As we can see the total number of vertical and horizontal lines is 7 and 10 respectively.

To make a rectangle, we need any two lines among vertical lines and any two from the horizontal ones,
Now, total number of rectangle are,
 \[ = {}^{{\text{10}}}{{\text{C}}_{\text{2}}}{ \times }{}^{\text{7}}{{\text{C}}_{\text{2}}}\]
On using the formula, \[{}^{\text{n}}{{\text{C}}_{\text{r}}}{\text{ = }}\dfrac{{{\text{n!}}}}{{{\text{(n - r)!r!}}}}\], we get,
\[ = \dfrac{{10!}}{{2!\left( {10 - 2} \right)!}} \times \dfrac{{7!}}{{2!(7 - 2)!}}\]
On further simplification we get,
= \[\dfrac{{10 \times 9 \times 8!}}{{2!8!}} \times \dfrac{{7 \times 6 \times 5!}}{{2!5!}}\]
\[ = 45 \times 21\]
\[ = 945\]

Now if we try to calculate the number of the squares,
We have 1 unit size boxes, with the number of (9\[ \times \]6) boxes.
We have 2 unit size boxes, with the number of (8\[ \times \]5) boxes.
We have 3 unit size boxes, with the number of (7\[ \times \]4) boxes.
We have 4 unit size boxes, with the number of (6\[ \times \]3) boxes.
We have 5 unit size boxes, with the number of (5\[ \times \]2) boxes.
We have 6 unit size boxes, with the number of (4\[ \times \]1) boxes.

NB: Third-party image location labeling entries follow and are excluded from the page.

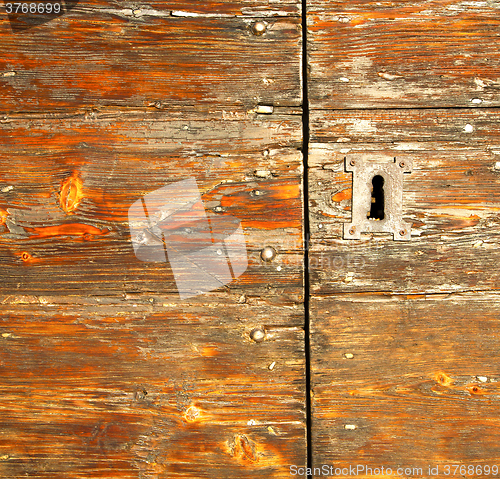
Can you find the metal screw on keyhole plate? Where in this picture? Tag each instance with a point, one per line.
(377, 195)
(268, 253)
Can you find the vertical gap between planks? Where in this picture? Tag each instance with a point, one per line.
(305, 154)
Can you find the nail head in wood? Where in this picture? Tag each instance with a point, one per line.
(259, 28)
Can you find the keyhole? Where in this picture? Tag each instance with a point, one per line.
(377, 204)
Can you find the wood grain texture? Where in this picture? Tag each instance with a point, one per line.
(140, 389)
(452, 198)
(105, 371)
(405, 381)
(109, 56)
(250, 169)
(367, 54)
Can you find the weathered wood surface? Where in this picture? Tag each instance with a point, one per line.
(404, 349)
(105, 371)
(147, 389)
(108, 56)
(367, 54)
(250, 169)
(406, 381)
(452, 198)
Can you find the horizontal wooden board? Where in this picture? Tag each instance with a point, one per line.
(67, 183)
(369, 54)
(177, 7)
(452, 199)
(127, 389)
(109, 56)
(405, 381)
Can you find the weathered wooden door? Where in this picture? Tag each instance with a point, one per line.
(318, 355)
(105, 370)
(405, 346)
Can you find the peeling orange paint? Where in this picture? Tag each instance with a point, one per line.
(244, 449)
(70, 229)
(71, 193)
(192, 414)
(342, 195)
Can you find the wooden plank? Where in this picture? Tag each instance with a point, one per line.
(249, 169)
(452, 198)
(405, 381)
(369, 54)
(109, 56)
(133, 388)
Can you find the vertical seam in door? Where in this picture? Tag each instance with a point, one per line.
(305, 152)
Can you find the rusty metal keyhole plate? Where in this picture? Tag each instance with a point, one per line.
(364, 169)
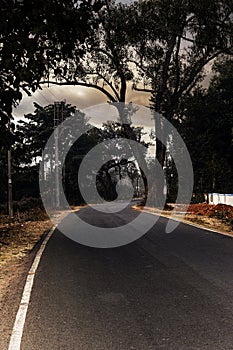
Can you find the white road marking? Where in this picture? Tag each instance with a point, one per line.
(17, 332)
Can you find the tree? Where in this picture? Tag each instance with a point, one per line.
(173, 42)
(35, 35)
(207, 129)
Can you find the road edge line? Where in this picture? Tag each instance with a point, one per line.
(17, 331)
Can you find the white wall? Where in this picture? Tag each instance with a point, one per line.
(216, 198)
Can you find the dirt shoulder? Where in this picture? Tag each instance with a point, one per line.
(218, 218)
(18, 237)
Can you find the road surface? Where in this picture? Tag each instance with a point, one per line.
(164, 291)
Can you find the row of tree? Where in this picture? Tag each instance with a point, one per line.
(156, 46)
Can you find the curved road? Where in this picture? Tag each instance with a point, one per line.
(164, 291)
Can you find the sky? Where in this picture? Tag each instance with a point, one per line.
(78, 96)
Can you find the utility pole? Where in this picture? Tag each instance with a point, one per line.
(9, 174)
(58, 118)
(56, 123)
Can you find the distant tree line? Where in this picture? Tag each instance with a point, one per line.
(154, 46)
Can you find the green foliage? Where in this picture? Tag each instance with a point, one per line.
(207, 129)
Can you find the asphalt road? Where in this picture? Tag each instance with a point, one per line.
(164, 291)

So, total number of squares \[ = {\text{ }}(9 \times 6){\text{ }} + {\text{ }}(8 \times 5){\text{ }} + {\text{ }}(7 \times 4){\text{ }} + {\text{ }}(6 \times 3){\text{ }} + {\text{ }}(5 \times 2){\text{ }} + {\text{ }}(4 \times 1)\]\[ = 54 + 40 + 28 + 18 + 10 + 4\] \[ = 154\]
Now, the number of rectangles excluding squares, \[ = 945 - 154\] \[ = 791\].

Hence the correct option is (B).

Note: While counting the number of squares we get n – 1 types of unit boxes if we get m horizontal lines and n vertical lines and \[m{\text{ }} > {\text{ }}n.{\text{ }}If{\text{ }}n{\text{ }} > {\text{ }}m\] then we have m – 1 types of unit boxes.